Yes, and…

A great deal of what I understand about learning I know because I practised improvisation for many years and with a great deal of personal commitment. One of the principles of improvisation is to accept whatever is happening and build on it. That principle is often explained in theatrical/dramatic improvisation as the ‘Yes, and’ principle. Applying this principle in practice means that when creating a scene, if an actor makes a statement, a gesture, an expression- does anything really (the generic term used is to ‘make an offer’), other actors in the scene agree with that offer and then express something else which in some way references the offer. This principle can be applied in teaching (not easily!) and some teachers are actively promoting this.  

What makes using  ‘Yes, and’ difficult in teaching is firstly that the learners need to be prepared to use it just as much (if not more so) than teachers. The other big obstacle is the extent to which various subjects are based around the idea of correct and incorrect statements. Mathematics is probably the most polarising subject in terms of correct vs incorrect. If ‘Yes, and’ can work in mathematics it can work in anything. So, how can that polarisation be circumvented in mathematics teaching?

To sincerely attempt to apply ‘Yes, and’ in mathematics, a teacher would have to be prepared to accept the challenging of the most axiomatic aspects of the mathematical content that they were trying to teach. For example-

Learner: Does 5 + 1 = 7?

Teacher (For who saying ‘No’ is not option) : It can do, yes- and 5 + 2 can equal 7 as well. Why do you think most people choose that 5 + 2 = 7 instead 5 + 1 = 7? 

Learner (Being deliberately awkward): I don’t accept that 5 + 2 = 7, only 5 + 1 = 7.

Teacher: Yes, and you can define numbers to mean whatever you want them to mean. Everyone who has done mathematics so far uses meanings that make different mathematical statements consistent with each other.

Learner (Seeing how far they can push being awkward- maybe even thinking about it):  5 + 2 = 7 is consistent with 5 + 1 = 7  

Teacher: Yes, and it could be, depending on what ‘=’ means. Can you explain what ‘=’ means?

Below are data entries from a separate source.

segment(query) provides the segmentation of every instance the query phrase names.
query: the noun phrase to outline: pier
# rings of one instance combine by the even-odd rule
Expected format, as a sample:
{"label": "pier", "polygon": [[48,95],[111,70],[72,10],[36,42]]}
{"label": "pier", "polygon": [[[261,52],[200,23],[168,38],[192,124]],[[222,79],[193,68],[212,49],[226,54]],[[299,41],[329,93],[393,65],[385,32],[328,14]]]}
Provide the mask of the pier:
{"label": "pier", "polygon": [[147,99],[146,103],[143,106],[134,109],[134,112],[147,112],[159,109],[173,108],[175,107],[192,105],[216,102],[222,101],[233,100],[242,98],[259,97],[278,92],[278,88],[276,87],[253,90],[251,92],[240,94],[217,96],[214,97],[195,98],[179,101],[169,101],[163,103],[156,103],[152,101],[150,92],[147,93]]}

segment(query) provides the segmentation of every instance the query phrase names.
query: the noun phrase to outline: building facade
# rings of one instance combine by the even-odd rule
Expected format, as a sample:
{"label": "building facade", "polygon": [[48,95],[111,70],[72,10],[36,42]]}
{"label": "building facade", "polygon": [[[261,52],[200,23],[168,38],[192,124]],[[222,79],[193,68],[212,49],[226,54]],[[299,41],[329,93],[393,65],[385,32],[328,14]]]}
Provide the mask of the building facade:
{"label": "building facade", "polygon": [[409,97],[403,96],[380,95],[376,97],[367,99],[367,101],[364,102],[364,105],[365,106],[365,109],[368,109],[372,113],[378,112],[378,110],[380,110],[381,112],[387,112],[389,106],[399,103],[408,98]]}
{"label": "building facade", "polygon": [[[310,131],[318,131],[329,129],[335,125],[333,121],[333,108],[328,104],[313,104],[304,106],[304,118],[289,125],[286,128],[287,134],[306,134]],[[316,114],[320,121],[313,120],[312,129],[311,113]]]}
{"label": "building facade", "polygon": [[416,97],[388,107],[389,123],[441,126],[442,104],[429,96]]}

Two obvious difficulties with this are that some learners are likely to decide to use up a lot of teacher time on this sort of dialogue as a proxy for some kind of status jostling with teachers (and/or with each other), and that while ‘Yes, and’ may be suitable for discussing learning content it may not be suitable for managing conduct. If a learner asks if they are allowed to hit another learner and if a teacher says ‘Yes, and there will be disciplinary consequences’, then the learner may just respond impulsively to the ‘Yes’, and hit someone and say that the teacher said that they could; there is no neat and practical way to completely separate discussion of conduct from discussion of learning content. What this implies is that the learning of one thing is at a deep level inseparable from the learning many other things (which is one of the main insights that I gained from practising improvisation).

‘Yes, and’ based teaching appears to have numerous underlying similarities to Socratic teaching, which I discussed in this post and in doing so alluded to the idea of a Socratic chatbot (which would address the time-wasting and conduct management issues associated with human teaching). Unfortunately, some sort of ‘Yes, and’ chatbot would presumably be incredibly difficult to program. It might well be fun to try and program it though. Seeing a team of machine learning experts attempt to make some algorithms  based on observations of improvisation groups in action could be bizarrely joyful.